3) Réprimer le crime de viol: le précédent historique du procès Akayesu. Le mémorable procès "Akayesu", sur lequel nous reviendrons plus tard, montre à quel point la solidarité féminine peut et doit être une force obstinée et invincible. C'est dans cette force qu'ont germé d'innombrables initiatives comme la Marche mondiale, une marche des mains tendues et soutenues à l'infini, qui finissent par former une chaîne humaine aux dimensions de la planète. La Fédération des femmes du Québec, initiatrice du projet, qui a tenu à allouer une enveloppe beaucoup plus importante à la participation des associations féministes rwandaises, nous convie à la solidarité, devenue sa raison d'être, pour "marquer notre solidarité avec ces activistes qui luttent pour que soient reconnues les exactions commises contre les femmes en situation de conflits armés [...]".

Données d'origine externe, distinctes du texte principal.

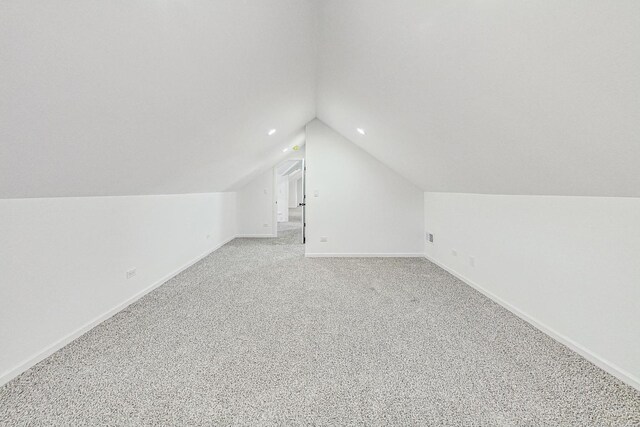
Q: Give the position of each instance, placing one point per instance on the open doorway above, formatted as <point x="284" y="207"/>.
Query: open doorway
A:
<point x="290" y="200"/>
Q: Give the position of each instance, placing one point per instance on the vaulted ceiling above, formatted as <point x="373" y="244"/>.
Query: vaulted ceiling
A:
<point x="149" y="96"/>
<point x="158" y="97"/>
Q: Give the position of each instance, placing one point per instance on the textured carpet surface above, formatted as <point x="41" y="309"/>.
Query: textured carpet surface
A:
<point x="255" y="334"/>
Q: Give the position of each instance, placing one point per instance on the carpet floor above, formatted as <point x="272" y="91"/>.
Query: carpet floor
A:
<point x="256" y="334"/>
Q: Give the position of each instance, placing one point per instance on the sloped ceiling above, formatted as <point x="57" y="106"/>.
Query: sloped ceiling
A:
<point x="490" y="96"/>
<point x="149" y="97"/>
<point x="158" y="97"/>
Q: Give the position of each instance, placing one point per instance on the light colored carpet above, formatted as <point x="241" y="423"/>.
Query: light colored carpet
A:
<point x="255" y="334"/>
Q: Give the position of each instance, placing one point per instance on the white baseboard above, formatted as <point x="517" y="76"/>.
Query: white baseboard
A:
<point x="362" y="255"/>
<point x="600" y="362"/>
<point x="48" y="351"/>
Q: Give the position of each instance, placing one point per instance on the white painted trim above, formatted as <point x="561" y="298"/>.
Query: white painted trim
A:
<point x="48" y="351"/>
<point x="356" y="255"/>
<point x="603" y="364"/>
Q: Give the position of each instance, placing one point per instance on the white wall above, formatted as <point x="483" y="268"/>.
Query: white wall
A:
<point x="178" y="96"/>
<point x="293" y="190"/>
<point x="63" y="261"/>
<point x="256" y="209"/>
<point x="363" y="207"/>
<point x="569" y="264"/>
<point x="283" y="198"/>
<point x="488" y="96"/>
<point x="299" y="190"/>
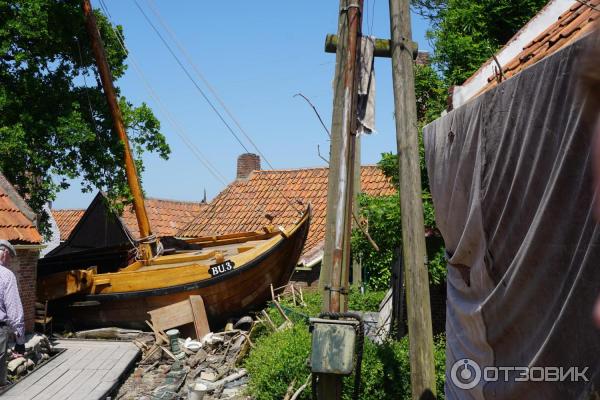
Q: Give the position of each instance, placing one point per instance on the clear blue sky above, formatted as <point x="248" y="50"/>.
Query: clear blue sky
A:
<point x="257" y="55"/>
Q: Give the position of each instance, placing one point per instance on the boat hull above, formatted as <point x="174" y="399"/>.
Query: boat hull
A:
<point x="225" y="296"/>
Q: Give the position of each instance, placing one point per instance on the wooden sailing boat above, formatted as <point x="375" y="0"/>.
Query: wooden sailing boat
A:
<point x="233" y="273"/>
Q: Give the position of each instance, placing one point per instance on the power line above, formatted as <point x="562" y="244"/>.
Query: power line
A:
<point x="212" y="106"/>
<point x="291" y="202"/>
<point x="188" y="58"/>
<point x="177" y="127"/>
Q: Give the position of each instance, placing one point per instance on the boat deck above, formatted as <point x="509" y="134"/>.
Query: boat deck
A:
<point x="87" y="370"/>
<point x="227" y="250"/>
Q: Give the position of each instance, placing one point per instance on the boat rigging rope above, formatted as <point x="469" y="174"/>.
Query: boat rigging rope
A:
<point x="188" y="58"/>
<point x="291" y="202"/>
<point x="187" y="73"/>
<point x="179" y="130"/>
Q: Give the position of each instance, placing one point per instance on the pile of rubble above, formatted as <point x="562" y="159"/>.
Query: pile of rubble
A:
<point x="37" y="350"/>
<point x="173" y="368"/>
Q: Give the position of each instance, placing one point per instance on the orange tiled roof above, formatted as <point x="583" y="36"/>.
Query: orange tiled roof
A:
<point x="15" y="226"/>
<point x="571" y="25"/>
<point x="66" y="221"/>
<point x="167" y="217"/>
<point x="243" y="204"/>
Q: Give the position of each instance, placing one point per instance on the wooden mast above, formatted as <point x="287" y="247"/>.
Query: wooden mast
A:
<point x="119" y="126"/>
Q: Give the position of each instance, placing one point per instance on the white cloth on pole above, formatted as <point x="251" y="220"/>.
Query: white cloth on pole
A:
<point x="366" y="86"/>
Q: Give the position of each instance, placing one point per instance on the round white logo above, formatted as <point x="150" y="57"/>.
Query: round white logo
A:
<point x="465" y="374"/>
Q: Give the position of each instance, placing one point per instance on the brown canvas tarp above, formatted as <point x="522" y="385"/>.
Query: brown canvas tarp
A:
<point x="510" y="176"/>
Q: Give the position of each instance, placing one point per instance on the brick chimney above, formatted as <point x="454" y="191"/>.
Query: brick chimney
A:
<point x="247" y="163"/>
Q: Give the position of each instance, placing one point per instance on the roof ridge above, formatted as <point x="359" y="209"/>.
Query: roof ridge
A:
<point x="175" y="201"/>
<point x="302" y="169"/>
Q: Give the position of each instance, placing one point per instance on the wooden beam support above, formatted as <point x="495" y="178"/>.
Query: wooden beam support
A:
<point x="383" y="47"/>
<point x="422" y="370"/>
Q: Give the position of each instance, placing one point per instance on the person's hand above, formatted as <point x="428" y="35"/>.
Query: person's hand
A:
<point x="19" y="349"/>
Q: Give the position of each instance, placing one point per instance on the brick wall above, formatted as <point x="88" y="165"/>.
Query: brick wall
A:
<point x="24" y="266"/>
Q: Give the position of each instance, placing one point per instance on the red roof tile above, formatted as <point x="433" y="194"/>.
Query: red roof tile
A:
<point x="15" y="226"/>
<point x="242" y="206"/>
<point x="571" y="25"/>
<point x="167" y="217"/>
<point x="66" y="221"/>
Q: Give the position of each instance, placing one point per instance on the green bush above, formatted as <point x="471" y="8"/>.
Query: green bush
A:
<point x="277" y="360"/>
<point x="281" y="357"/>
<point x="368" y="301"/>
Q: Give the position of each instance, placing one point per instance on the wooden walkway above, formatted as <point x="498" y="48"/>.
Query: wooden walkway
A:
<point x="87" y="370"/>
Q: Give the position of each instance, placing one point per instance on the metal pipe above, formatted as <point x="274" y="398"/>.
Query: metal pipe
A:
<point x="119" y="126"/>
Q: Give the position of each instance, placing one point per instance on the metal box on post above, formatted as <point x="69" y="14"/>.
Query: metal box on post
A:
<point x="333" y="344"/>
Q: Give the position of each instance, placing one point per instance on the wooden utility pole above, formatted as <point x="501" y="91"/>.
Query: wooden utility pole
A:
<point x="119" y="126"/>
<point x="335" y="269"/>
<point x="413" y="233"/>
<point x="356" y="264"/>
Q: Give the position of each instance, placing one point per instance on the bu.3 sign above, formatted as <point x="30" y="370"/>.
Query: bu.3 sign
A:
<point x="221" y="268"/>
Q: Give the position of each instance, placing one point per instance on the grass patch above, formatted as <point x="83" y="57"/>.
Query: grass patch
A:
<point x="282" y="357"/>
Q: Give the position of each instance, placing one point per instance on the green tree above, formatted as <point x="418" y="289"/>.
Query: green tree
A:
<point x="466" y="33"/>
<point x="54" y="121"/>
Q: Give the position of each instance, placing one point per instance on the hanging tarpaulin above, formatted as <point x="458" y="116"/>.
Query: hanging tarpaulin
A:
<point x="510" y="176"/>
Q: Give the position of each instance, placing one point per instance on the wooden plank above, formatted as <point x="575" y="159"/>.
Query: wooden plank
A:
<point x="200" y="318"/>
<point x="37" y="375"/>
<point x="68" y="390"/>
<point x="39" y="386"/>
<point x="84" y="362"/>
<point x="114" y="358"/>
<point x="173" y="315"/>
<point x="106" y="352"/>
<point x="101" y="390"/>
<point x="84" y="390"/>
<point x="126" y="358"/>
<point x="65" y="380"/>
<point x="81" y="353"/>
<point x="74" y="374"/>
<point x="422" y="368"/>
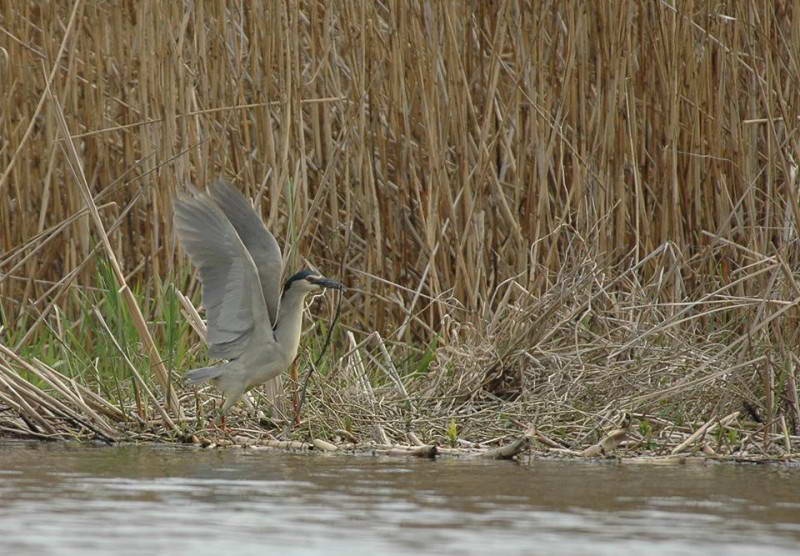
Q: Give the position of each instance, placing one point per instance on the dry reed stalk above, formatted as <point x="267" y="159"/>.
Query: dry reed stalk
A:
<point x="162" y="374"/>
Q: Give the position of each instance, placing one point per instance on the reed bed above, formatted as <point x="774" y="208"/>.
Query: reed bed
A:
<point x="549" y="215"/>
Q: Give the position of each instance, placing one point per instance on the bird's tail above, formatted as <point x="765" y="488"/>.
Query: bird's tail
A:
<point x="204" y="374"/>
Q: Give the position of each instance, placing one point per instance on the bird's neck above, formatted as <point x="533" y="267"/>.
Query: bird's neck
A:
<point x="290" y="322"/>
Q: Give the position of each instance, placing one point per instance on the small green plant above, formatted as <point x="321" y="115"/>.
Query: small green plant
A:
<point x="452" y="433"/>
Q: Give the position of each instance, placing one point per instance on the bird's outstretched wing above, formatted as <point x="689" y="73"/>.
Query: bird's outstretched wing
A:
<point x="232" y="294"/>
<point x="256" y="238"/>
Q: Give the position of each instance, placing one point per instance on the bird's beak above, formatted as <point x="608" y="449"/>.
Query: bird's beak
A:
<point x="327" y="283"/>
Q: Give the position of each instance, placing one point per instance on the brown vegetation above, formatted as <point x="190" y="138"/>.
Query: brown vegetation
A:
<point x="546" y="212"/>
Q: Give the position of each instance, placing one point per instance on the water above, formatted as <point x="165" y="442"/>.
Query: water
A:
<point x="79" y="500"/>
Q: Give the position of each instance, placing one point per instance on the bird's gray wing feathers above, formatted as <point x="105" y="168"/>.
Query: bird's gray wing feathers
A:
<point x="256" y="238"/>
<point x="231" y="293"/>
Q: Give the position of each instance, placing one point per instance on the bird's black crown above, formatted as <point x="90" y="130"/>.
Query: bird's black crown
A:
<point x="302" y="275"/>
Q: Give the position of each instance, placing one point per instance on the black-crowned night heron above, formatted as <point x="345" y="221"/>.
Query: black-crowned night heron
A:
<point x="251" y="323"/>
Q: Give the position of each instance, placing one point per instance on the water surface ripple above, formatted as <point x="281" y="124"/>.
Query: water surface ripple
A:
<point x="78" y="500"/>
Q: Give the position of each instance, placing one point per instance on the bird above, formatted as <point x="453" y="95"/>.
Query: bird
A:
<point x="251" y="322"/>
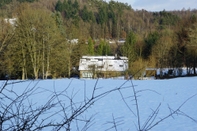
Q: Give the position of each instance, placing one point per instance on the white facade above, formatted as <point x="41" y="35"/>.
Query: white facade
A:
<point x="88" y="64"/>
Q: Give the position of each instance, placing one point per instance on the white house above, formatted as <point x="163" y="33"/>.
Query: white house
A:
<point x="102" y="66"/>
<point x="11" y="21"/>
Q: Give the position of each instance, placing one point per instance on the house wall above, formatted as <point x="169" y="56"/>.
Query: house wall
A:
<point x="102" y="66"/>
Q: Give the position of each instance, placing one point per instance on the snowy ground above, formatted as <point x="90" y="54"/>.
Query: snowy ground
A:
<point x="171" y="94"/>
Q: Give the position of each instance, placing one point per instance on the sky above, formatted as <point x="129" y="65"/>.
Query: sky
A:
<point x="160" y="5"/>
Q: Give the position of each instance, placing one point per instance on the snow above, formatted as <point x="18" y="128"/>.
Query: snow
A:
<point x="170" y="93"/>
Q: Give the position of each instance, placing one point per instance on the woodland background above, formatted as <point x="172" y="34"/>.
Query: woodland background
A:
<point x="39" y="44"/>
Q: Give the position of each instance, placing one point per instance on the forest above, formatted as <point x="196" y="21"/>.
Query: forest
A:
<point x="38" y="45"/>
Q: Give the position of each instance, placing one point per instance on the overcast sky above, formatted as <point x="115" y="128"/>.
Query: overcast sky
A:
<point x="160" y="5"/>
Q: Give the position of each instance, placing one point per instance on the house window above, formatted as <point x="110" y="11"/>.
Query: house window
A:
<point x="91" y="66"/>
<point x="100" y="66"/>
<point x="120" y="65"/>
<point x="100" y="59"/>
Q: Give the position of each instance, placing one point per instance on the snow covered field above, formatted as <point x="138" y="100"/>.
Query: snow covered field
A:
<point x="116" y="110"/>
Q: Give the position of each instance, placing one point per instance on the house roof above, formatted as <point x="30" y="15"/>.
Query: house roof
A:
<point x="103" y="63"/>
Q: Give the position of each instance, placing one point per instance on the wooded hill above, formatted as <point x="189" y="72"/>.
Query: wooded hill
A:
<point x="38" y="44"/>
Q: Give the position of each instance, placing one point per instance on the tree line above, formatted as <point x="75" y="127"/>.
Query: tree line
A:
<point x="39" y="44"/>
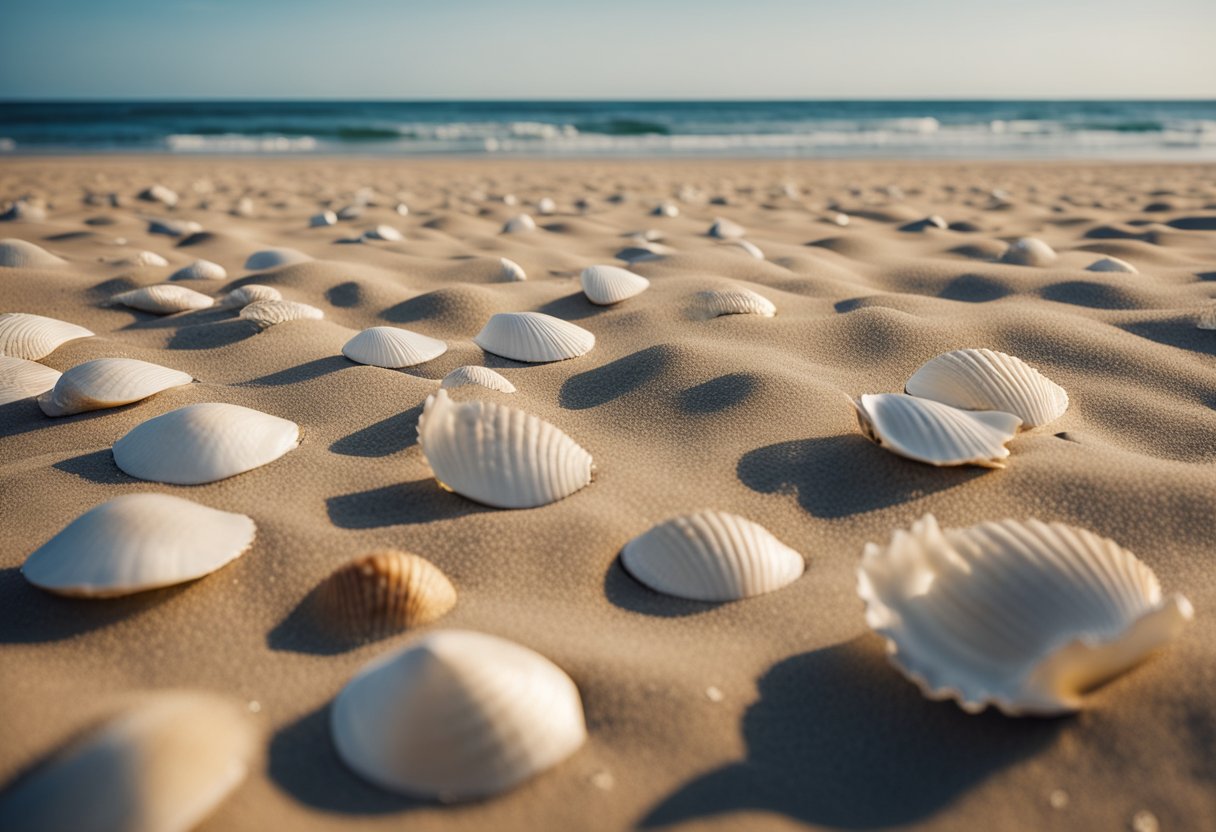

En 1996, deux ans après le génocide rwandais, le Centre international des droits de la personne et du développement démocratique, crée le poste d'observatrice et celui d'enquêtrice auprès du TPIR. Les deux femmes sont chargées de veiller à ce que les crimes sexuels commis contre les femmes ne soient pas évacués par le Tribunal. Elles doivent également faire le pont entre les associations de femmes rwandaises et leurs partenaires du Nord, regroupées au sein de la Coalition pour les droits des femmes en situation de conflits. De par ses nombreuses rencontres avec les femmes survivantes du génocide, l'observatrice a effectué un travail important de sensibilisation pour que les femmes rompent le silence et portent plainte.
Quiconque s'intéresse au génocide rwandais connaît certainement Jean-Paul Akayesu, ancien maire de la commune Taba, une région particulièrement touchée par les viols collectifs. Alors qu'elles étaient venues demander protection, les femmes s'étaient vues livrées aux policiers et aux bandes de voyous. "Ne me dites plus jamais que vous ne connaissez pas le goût d'une femme tutsie", disait Jean-Paul Akayesu à ces derniers.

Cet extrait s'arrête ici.